Termination operations can be divided into short-circuiting (SHORT-circuiting) and unshort-circuiting (unshort-circuiting) operations. The former means that the final result can be obtained after certain elements meet the conditions, while the latter means that the final result can be obtained only after all elements are processed.

Intermediate operations are also commonly referred to as lazy operations, and it is this lazy operation combined with a processing Pipeline of finalizing operations and data sources that makes a Stream efficient.

The characteristics of the Stream

  1. A data flow obtains data sources from one end and operates on elements in sequence on the pipeline. When elements pass the pipeline, they cannot be operated on and a new data flow can be acquired from the data source for operation.

  2. When processing a Collection, the Iterator traversal is used, which is an external iteration.

    For Stream processing, as long as the processing method is declared, the processing process is completed by the Stream object itself. This is an internal iteration. For the iterative processing of a large amount of data, the internal iteration is more efficient than the external iteration.

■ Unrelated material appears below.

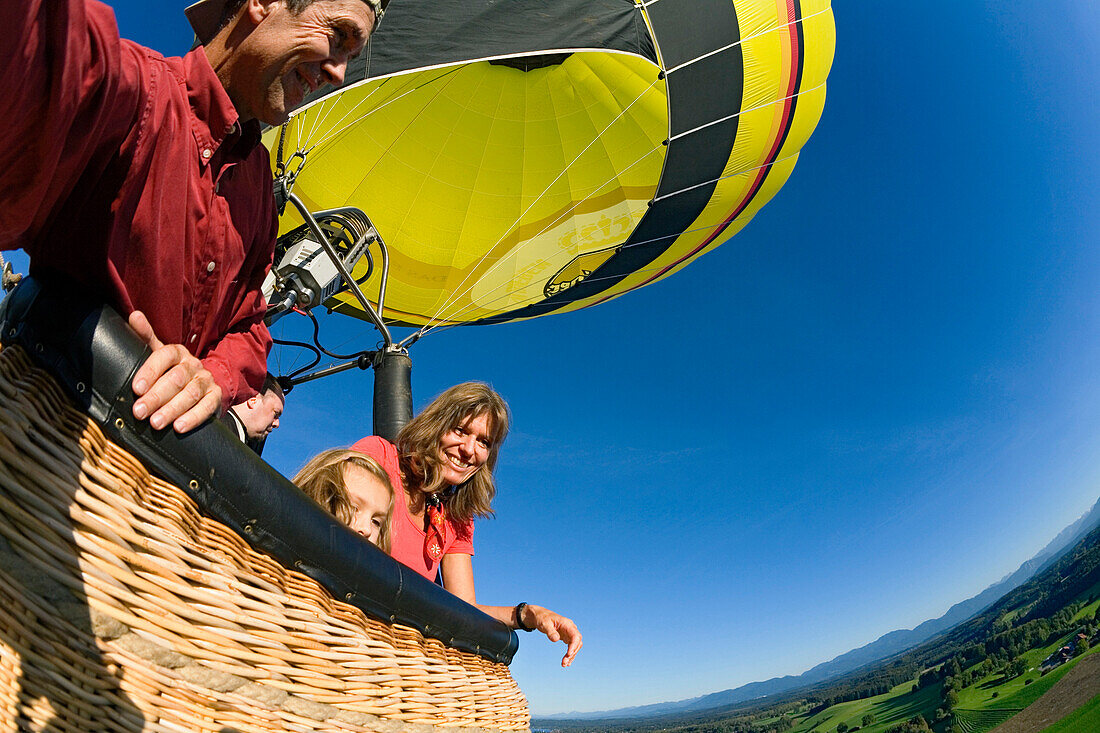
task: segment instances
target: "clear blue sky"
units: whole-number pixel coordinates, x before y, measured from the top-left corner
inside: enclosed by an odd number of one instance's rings
[[[186,51],[182,5],[113,4]],[[942,614],[1100,495],[1100,8],[834,10],[824,116],[741,234],[597,308],[413,349],[418,408],[466,379],[512,406],[478,597],[585,635],[568,670],[522,639],[536,714],[797,674]],[[353,442],[370,401],[369,373],[299,387],[265,457]]]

The performance of the Stream

Can Stream completely replace for with better performance? May not.

According to official efficiency data:

  1. Compare the performance of a 100-length int array in a multi-core CPU server configuration

    Regular iteration <Stream parallel iteration <Stream serial iteration

  2. In the multi-core CPU server configuration environment, compare the performance of the 1.00E+8 int array;

    Stream parallel iteration < regular iteration <Stream serial iteration

  3. In the multi-core CPU server configuration environment, compare the performance of filtering group of 1.00E+8 object array;

    Stream parallel iteration < regular iteration <Stream serial iteration

  4. In the single-cpu server configuration environment, compare the performance of filtering groups with 1.00E+8 object arrays.

    Regular iteration <Stream serial iteration <Stream parallel iteration

Use Stream instead

According to the official performance statistics, using Stream may not improve traversal performance. The specific data volume depends on the actual application scenario.

However, in our daily business development, I suggest more use of Stream. Efficiency is a factor to consider when writing code, but it is not an absolute factor. With the development of technology, execution efficiency will improve rapidly with the development of hardware. For people who write code, the code must be concise principle, the loss of a little efficiency, in exchange for highly readable code, I think is well worth it.